When talking about visual interfaces such as web services, user interactions are tightly controlled and in some way restricted: Developers offer numerous options the user can choose from to achieve a certain goal. Because of Zero UIs, this situation changes. When using a voice or text based interface, there are countless ways of uttering the same thing in different ways. The input can be close to arbitrary, so the developer has to predict what it might be. Understanding the goal the user wants to achieve is the real challenge in providing a natural way of communicating via voice or text UIs.
There are some solutions for chatbots available on the market. In this blog article, we will focus on Api.ai and Amazon’s Lex.
Amazon Lex takes user utterances as an input and helps to form valid requests out of them. These can be sent to an AWS Lambda function to finally fulfil the user’s intent. Doing this, the system uses the logic of Amazon Alexa. The whole process requires the following steps.
- Recognize the utterance: The developer has to predict the way the user will address the system in the first place. For each intent a set of sample utterances needs to be preconfigured. The actual input gets compared to these sets. If there is a match, the user is assumed to have the associated intent.
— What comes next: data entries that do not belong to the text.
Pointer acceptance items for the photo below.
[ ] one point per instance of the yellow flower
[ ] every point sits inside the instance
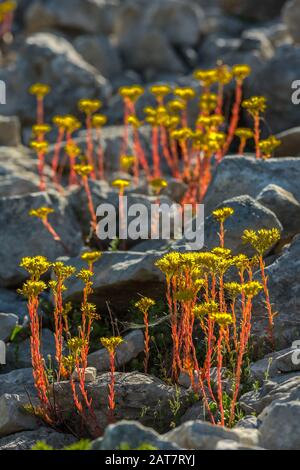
(244, 133)
(32, 288)
(251, 289)
(38, 129)
(85, 275)
(39, 90)
(224, 75)
(7, 7)
(255, 105)
(72, 150)
(222, 319)
(132, 93)
(83, 170)
(185, 93)
(127, 161)
(241, 72)
(91, 256)
(175, 106)
(222, 214)
(261, 240)
(99, 120)
(62, 271)
(134, 121)
(144, 304)
(88, 106)
(158, 184)
(35, 266)
(40, 146)
(120, 183)
(233, 289)
(112, 343)
(42, 212)
(206, 77)
(268, 146)
(208, 102)
(160, 91)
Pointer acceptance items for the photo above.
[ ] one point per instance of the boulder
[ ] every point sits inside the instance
(90, 16)
(253, 10)
(291, 17)
(282, 100)
(51, 59)
(100, 53)
(13, 418)
(18, 355)
(251, 176)
(280, 426)
(284, 205)
(199, 435)
(18, 381)
(119, 276)
(138, 397)
(10, 131)
(132, 346)
(131, 435)
(27, 439)
(8, 321)
(27, 236)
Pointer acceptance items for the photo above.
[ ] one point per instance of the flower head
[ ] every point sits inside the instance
(35, 266)
(88, 106)
(112, 343)
(222, 214)
(120, 184)
(83, 170)
(99, 120)
(39, 90)
(144, 304)
(42, 212)
(241, 72)
(261, 240)
(255, 105)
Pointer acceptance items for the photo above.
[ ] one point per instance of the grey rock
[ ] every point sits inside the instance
(253, 10)
(49, 58)
(8, 321)
(19, 356)
(12, 417)
(281, 71)
(284, 205)
(118, 277)
(229, 445)
(290, 143)
(91, 16)
(10, 131)
(99, 52)
(18, 172)
(26, 236)
(284, 297)
(132, 346)
(10, 301)
(179, 21)
(291, 17)
(138, 397)
(248, 422)
(133, 435)
(18, 381)
(250, 176)
(199, 435)
(27, 439)
(247, 213)
(257, 401)
(280, 426)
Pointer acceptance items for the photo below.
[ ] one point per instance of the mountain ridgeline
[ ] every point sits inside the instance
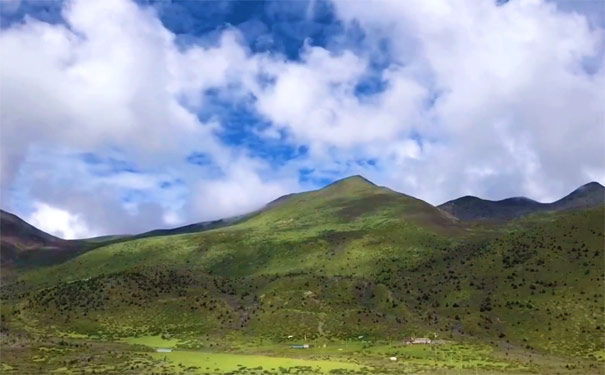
(347, 261)
(473, 208)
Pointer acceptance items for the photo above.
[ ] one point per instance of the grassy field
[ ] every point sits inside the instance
(352, 269)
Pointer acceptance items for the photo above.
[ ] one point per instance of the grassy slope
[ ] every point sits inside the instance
(351, 259)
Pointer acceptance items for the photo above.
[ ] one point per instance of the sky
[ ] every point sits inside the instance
(123, 116)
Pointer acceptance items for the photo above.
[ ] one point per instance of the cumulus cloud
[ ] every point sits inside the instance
(109, 81)
(466, 97)
(59, 222)
(513, 99)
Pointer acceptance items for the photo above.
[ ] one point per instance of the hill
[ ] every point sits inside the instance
(473, 208)
(353, 269)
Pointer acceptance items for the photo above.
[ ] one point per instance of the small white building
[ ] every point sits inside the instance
(418, 340)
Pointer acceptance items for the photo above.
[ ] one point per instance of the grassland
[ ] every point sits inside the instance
(352, 269)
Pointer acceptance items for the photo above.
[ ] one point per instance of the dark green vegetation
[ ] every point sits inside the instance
(353, 269)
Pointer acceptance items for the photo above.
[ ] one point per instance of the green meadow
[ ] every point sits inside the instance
(353, 270)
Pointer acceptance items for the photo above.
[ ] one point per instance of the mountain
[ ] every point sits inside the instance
(473, 208)
(23, 244)
(352, 269)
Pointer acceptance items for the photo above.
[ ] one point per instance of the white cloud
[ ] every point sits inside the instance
(478, 99)
(58, 222)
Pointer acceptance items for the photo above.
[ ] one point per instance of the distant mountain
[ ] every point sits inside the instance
(352, 259)
(473, 208)
(22, 244)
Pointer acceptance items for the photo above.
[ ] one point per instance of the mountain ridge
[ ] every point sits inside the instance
(471, 208)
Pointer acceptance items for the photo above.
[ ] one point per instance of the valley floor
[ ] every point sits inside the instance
(76, 354)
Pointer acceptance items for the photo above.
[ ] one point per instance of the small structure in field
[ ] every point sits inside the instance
(417, 340)
(304, 346)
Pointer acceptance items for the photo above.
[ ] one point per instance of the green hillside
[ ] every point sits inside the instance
(352, 269)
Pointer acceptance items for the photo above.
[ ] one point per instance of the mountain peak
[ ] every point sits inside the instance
(355, 180)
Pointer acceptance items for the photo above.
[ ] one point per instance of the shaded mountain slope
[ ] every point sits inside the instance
(347, 260)
(473, 208)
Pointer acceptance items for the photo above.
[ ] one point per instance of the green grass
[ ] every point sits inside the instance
(328, 266)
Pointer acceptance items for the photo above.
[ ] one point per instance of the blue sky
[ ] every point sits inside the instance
(123, 116)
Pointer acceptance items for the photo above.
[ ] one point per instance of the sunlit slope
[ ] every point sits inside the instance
(307, 231)
(351, 259)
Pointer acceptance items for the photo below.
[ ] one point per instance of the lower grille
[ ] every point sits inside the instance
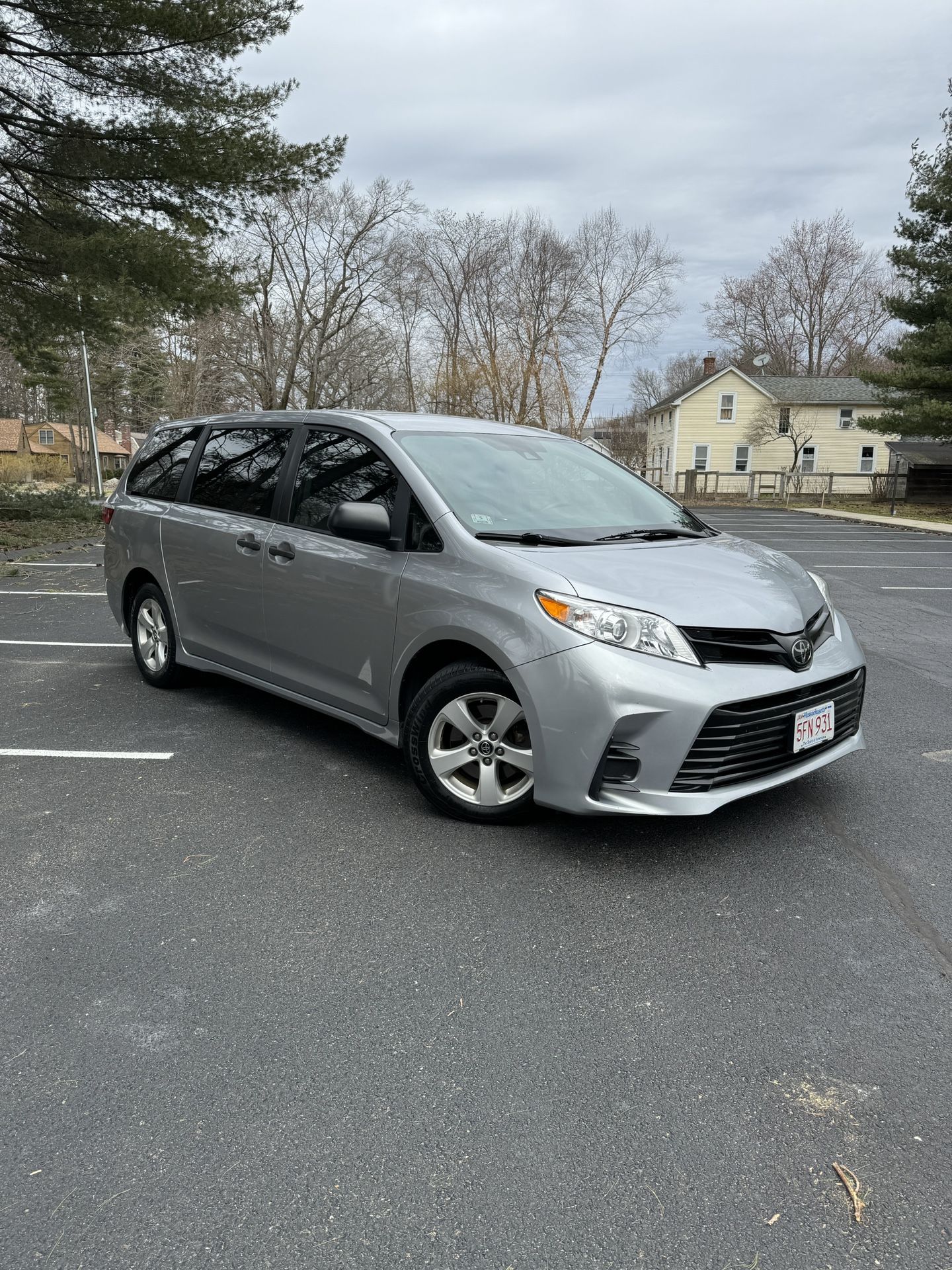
(746, 740)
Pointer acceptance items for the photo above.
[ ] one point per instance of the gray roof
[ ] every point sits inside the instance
(795, 389)
(818, 389)
(923, 454)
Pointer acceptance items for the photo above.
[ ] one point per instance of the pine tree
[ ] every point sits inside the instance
(918, 385)
(126, 143)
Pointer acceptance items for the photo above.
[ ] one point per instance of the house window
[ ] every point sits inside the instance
(808, 459)
(727, 407)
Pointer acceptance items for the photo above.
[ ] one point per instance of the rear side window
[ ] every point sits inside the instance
(161, 461)
(239, 469)
(339, 469)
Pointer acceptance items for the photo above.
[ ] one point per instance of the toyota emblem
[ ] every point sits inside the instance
(801, 653)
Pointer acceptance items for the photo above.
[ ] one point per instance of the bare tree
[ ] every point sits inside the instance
(814, 305)
(649, 385)
(793, 425)
(626, 292)
(626, 436)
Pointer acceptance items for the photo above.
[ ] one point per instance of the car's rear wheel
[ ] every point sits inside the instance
(154, 638)
(467, 745)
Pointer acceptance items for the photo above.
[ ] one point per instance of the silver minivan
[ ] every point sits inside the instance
(527, 619)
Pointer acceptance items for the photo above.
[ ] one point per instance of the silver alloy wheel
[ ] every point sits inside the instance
(153, 635)
(479, 747)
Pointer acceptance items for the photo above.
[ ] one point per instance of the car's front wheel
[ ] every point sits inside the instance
(154, 638)
(467, 745)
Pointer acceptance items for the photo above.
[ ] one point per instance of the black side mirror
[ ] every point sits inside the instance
(364, 523)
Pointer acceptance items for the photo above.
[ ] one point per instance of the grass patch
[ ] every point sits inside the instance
(31, 517)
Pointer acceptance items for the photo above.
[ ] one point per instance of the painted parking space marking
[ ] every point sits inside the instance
(60, 643)
(88, 753)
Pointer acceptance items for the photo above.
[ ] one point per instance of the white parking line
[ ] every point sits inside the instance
(87, 753)
(59, 643)
(829, 564)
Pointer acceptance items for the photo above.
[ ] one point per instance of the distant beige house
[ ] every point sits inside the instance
(705, 427)
(55, 441)
(13, 437)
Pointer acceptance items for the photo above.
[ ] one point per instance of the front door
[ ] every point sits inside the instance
(331, 603)
(214, 546)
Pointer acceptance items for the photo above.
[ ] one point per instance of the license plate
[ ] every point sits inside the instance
(813, 727)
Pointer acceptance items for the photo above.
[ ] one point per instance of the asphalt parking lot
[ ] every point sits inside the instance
(262, 1007)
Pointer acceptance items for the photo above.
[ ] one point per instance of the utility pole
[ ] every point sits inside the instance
(95, 479)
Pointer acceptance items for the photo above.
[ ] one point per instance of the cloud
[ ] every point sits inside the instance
(719, 124)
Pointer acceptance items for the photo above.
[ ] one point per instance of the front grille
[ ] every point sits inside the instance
(746, 740)
(723, 644)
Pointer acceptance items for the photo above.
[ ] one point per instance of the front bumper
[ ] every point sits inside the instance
(579, 700)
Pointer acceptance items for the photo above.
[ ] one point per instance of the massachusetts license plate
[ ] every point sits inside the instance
(813, 727)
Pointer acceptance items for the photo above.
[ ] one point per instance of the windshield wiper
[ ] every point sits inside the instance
(535, 540)
(653, 534)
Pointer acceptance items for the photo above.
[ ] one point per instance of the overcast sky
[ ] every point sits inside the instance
(717, 121)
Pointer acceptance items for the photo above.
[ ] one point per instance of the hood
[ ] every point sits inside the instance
(720, 582)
For further illustration, let’s say the user wants to book a hotel. In this case, sample utterances might be: “I want to book a hotel“, “Book me a hotel in Greece“, “I need a place to stay for tomorrow“ and many many more.
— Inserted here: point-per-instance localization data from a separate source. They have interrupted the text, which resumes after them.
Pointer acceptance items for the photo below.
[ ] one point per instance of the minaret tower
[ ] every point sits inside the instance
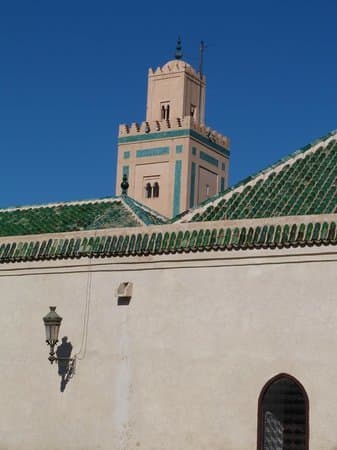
(172, 160)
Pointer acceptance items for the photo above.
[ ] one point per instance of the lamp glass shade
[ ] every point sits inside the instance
(52, 322)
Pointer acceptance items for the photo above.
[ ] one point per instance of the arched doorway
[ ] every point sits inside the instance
(283, 416)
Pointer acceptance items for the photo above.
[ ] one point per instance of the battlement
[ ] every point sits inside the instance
(171, 125)
(175, 65)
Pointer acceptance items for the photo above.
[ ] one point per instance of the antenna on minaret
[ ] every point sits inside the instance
(201, 67)
(201, 64)
(179, 52)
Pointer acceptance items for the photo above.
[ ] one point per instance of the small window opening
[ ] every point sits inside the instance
(193, 109)
(165, 111)
(148, 190)
(156, 190)
(283, 415)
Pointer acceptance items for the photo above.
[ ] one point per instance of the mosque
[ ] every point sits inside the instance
(194, 315)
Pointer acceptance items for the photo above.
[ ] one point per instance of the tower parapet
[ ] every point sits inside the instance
(173, 161)
(187, 122)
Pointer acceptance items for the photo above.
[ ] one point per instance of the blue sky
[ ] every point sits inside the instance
(71, 71)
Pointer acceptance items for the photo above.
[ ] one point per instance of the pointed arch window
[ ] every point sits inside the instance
(283, 417)
(148, 190)
(155, 190)
(165, 111)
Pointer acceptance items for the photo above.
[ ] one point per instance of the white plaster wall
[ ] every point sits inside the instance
(182, 366)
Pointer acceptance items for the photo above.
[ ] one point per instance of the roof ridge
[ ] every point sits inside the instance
(291, 157)
(145, 207)
(62, 203)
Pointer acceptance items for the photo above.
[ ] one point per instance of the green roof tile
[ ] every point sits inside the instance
(116, 212)
(304, 183)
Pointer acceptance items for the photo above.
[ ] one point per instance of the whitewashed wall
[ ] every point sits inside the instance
(181, 367)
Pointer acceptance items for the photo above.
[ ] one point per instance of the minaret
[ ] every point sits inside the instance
(172, 160)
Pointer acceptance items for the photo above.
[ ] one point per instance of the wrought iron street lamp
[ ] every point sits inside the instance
(52, 322)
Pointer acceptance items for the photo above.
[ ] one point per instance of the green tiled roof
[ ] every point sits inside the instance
(304, 183)
(160, 242)
(57, 218)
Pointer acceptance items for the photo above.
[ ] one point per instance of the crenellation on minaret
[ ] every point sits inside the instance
(187, 122)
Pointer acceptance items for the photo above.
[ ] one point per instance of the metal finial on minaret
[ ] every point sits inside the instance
(179, 53)
(125, 184)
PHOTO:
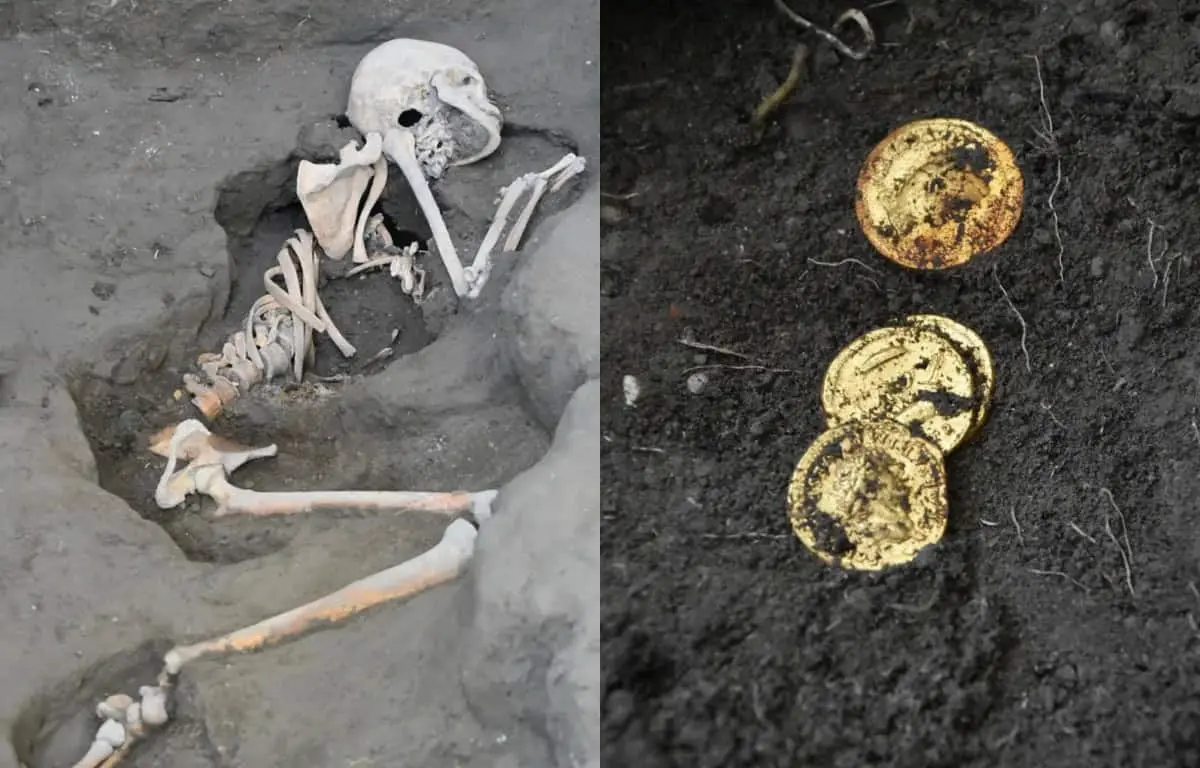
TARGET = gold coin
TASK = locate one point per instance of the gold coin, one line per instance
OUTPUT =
(976, 354)
(868, 495)
(912, 376)
(935, 193)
Optionally, a custom Lambda function can be configured to validate the user’s input.
- Slots: There is at least a chance that the initial invocation by the user doesn’t include all the data which is required to fulfill the user’s intent. For this case Amazon Lex offers the option to define prompts which are meant to ask for these missing pieces. Referring to the example above, the system needs to know in which area the hotel should be, when the user wants to check in and for how many nights he wants to stay. Assigned to each of these parameters is a prompt which asks the user for his input and a slot type. Amazon offers a good amount of types like “TV Show“, “Sport Event“ or in our case “City“, which the user’s response gets compared to. Custom types can be created as well. An example for filling the slots with values could look like this:
- Confirmation: When all necessary data is collected, a final question for confirmation can be included. If neglected, the whole booking process gets aborted.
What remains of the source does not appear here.